Da, wo die Elbe, die sich nordwärts windet,

Auf kurze Strecke wieder südwärts fließt,

Auf weitem Feld, umstellt von Hügelkuppen,

Bei Festung Königgrätz entbrennt die Schlacht.

An stürmen unter Trommelklang und Pfeifen

Von Altmark, Magdeburg die Regimenter,

Thüring'sche Bataillone, dicht geschlossen,

Sie folgen unter Hurra – all vergeblich;

Sie dringen vor, sie jubeln und sie fall'n.

Der Regen fällt in Strömen, schon ist Mittag,

»Wo bleiben sie?« Es fragen's nicht die Lippen,

Es fragt's nur still das Herz. Da horch, von Westen

Und nun von Osten her in raschen Schlägen,

Roll'n unsre Preußendonner durch die Luft.

»Das sind sie!« geht ein Jubel durch die Reihen,

»Das ist das achte Korps! das sind die Garden!«

Und rechts und links des Feindes Flanke fassend,

So reichen jetzt zwei neue Preußenheere

Dem dritten übers Schlachtfeld hin die Hand.
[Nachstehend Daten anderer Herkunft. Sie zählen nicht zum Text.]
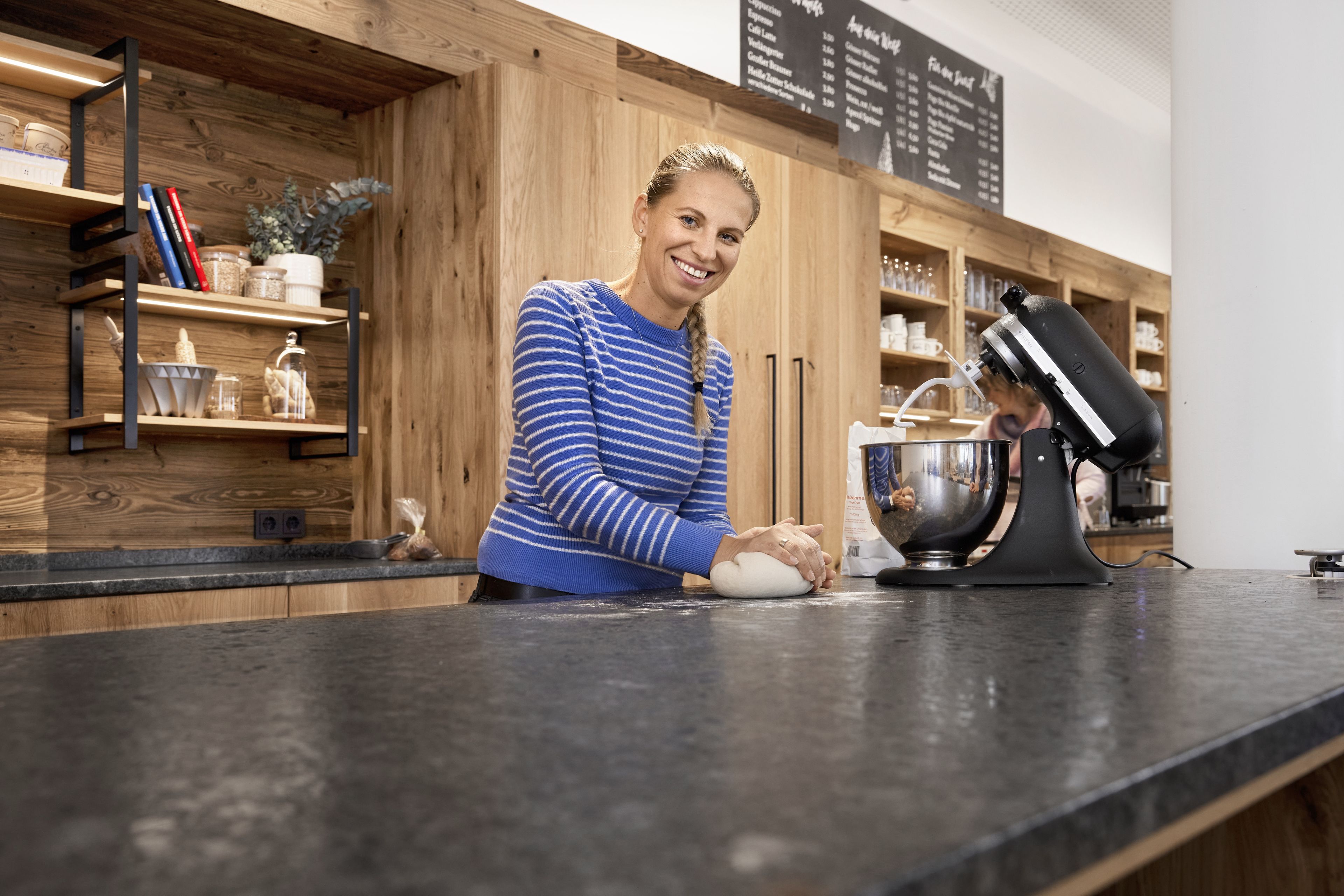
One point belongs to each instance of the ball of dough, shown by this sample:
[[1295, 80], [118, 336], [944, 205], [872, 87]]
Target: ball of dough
[[757, 576]]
Im Feuer hält der siebzigjähr'ge König,

Er sieht die Schale sich für Preußen neigen,

Und sieh, zum letzten Stoße, der entscheidet,

Erklingt sein Aufruf jetzt: »Nun, Manstein, vor!«

Ein Hurra ist die tausendstimm'ge Antwort,

Mit weh'nden Fahnen und mit kling'ndem Spiele

An rücken all die Düppel-Bataillone,

Es fällt kein Schuß, die Glieder halten Richtung,

Und ihrem Stoß erliegt der Feind. Er flieht.[264]

Bunt wird das Feld von aufgelösten Massen,

Geschütze, Wagenzüge und Kolonnen,

Ein wirrer Knäuel, alles häuft sich, drängt sich;

»Jetzt ist es Zeit!« und in die flieh'nden Massen

Einhau'n die Unsern. Welch ein Spiel von Farben!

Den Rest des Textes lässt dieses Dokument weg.